I couldn't see the queen inside the carriage. The window curtains were drawn tight, which wasn't surprising, since if the crowd had seen her they might very well have called out insults. I wondered why the king would have brought her along, and decided he was trying, honestly though probably uselessly, to show his subjects that their queen was a normal woman rather than the scheming monster her critics proclaimed her to be.
Henrietta
“I have none with me, Your Majesty,” I answered.
Charles looked disappointed. “Well, then, perhaps you will at some future date. Please, madam, prepare some of your finest confectionary and bring it to the palace some time when Her Majesty and I are in residence. Identify yourself as Layla the Peppermint Woman, and if it is a convenient time you will be admitted. And don't fear—I will pay a fair price for your product.”

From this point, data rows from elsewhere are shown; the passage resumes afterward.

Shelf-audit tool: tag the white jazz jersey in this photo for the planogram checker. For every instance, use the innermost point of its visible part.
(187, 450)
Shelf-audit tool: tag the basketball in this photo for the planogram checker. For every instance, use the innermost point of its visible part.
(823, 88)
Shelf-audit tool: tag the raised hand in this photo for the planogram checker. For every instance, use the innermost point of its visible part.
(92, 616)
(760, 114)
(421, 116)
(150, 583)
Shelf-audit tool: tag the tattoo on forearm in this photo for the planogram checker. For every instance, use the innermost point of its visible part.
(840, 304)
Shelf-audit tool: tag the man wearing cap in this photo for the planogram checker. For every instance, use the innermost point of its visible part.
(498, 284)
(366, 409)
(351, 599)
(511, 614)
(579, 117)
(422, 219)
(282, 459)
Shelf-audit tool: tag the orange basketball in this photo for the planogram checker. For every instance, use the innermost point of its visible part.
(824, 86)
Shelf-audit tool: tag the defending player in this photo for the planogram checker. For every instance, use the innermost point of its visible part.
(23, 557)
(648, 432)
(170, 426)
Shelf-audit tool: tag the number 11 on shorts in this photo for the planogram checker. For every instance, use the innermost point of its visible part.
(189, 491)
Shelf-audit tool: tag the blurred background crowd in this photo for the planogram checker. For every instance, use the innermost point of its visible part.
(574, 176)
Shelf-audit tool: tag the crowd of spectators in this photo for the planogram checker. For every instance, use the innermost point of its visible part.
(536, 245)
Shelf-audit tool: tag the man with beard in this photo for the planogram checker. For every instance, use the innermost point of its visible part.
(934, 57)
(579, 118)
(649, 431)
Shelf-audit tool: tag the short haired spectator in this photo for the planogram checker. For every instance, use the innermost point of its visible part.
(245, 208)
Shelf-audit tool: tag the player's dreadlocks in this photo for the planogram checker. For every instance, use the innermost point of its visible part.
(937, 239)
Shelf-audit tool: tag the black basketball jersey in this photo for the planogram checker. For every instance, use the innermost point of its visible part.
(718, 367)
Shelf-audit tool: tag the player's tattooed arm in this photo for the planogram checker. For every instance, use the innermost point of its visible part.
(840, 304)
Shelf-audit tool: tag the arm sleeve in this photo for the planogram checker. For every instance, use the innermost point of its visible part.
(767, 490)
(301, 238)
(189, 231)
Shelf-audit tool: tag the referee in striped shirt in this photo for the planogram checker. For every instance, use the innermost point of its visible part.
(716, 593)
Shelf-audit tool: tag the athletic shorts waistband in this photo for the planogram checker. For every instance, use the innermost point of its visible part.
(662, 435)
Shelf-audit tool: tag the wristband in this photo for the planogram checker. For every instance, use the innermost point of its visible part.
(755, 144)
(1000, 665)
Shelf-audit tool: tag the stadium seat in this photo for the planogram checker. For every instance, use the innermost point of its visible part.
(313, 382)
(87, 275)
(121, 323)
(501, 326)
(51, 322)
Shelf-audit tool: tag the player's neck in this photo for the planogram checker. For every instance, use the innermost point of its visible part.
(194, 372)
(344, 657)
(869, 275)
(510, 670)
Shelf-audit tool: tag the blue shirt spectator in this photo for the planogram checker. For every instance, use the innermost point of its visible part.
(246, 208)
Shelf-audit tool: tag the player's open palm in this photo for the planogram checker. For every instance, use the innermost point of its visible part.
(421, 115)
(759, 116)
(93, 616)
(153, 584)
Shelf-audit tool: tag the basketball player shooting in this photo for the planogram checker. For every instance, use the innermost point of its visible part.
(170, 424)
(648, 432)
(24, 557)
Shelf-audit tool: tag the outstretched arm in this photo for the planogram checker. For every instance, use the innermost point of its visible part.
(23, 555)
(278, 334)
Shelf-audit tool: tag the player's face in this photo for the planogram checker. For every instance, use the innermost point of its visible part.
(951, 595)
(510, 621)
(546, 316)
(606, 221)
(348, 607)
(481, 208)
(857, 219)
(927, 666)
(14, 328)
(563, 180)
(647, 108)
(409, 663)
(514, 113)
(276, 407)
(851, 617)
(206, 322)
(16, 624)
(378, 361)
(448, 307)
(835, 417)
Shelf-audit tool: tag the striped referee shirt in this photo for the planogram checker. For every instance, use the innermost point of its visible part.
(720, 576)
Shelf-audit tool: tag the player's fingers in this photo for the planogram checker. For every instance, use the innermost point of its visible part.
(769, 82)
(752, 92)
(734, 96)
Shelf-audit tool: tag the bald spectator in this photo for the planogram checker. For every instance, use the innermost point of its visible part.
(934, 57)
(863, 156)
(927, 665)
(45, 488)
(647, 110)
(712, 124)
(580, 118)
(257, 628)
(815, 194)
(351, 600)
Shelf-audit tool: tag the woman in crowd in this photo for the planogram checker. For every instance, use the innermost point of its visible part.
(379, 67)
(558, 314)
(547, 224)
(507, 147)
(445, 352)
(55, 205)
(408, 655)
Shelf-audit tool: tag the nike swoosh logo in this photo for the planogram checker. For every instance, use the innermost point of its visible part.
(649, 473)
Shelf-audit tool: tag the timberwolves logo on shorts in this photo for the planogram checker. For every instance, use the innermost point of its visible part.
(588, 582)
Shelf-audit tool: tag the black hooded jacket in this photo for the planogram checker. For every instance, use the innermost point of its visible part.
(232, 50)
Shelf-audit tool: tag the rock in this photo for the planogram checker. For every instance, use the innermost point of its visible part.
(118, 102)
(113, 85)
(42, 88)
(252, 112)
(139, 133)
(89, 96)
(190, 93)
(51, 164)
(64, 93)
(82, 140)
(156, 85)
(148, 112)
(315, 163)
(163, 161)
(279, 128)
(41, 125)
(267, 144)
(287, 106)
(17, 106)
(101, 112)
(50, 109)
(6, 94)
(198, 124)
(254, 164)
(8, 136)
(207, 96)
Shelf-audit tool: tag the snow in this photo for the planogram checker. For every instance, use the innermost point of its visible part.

“It would be my pleasure to offer the candy as a gift, Your Highness,” I replied, and bowed again. I could see that the king's guards clearly wanted him to move on, and Charles, too, looked ready to leave. Just as he turned away, though, I thought of something else.
“May I ask a question, Your Majesty?” I called out.
Now, this bordered on rudeness, and even on being dangerous. It was one thing for me to speak after the king had spoken first, but quite another to address him when the conversation he had begun was concluded. Several of the guards glared, and one stepped toward me, but Charles gestured for him to stop.
“Your king is always pleased to respond to his subjects, madam,” Charles said. “The queen waits in the carriage, and I have business with Parliament, but as all here can see, I pause to take this question from you. What might it be?”
“It concerns Christmas, Your Majesty,” I said boldly. “There are some now in positions of influence and power who say it is sinful and should be abolished. Though their voices are loud, many, many more of us love this special day. I wonder, will you protect it for us, so that we may keep Christmas as a time of joyful celebration?”
The king smiled. “I too love Christmas,” he said. “It is the day to give thanks to God for sending his most holy son, and I realize the feasting and singing brings great happiness to my people. Do not fear, Madam Layla. While I rule this land, your beloved holiday is safe. I only hope Father Christmas will leave some peppermint candy for the queen this year.”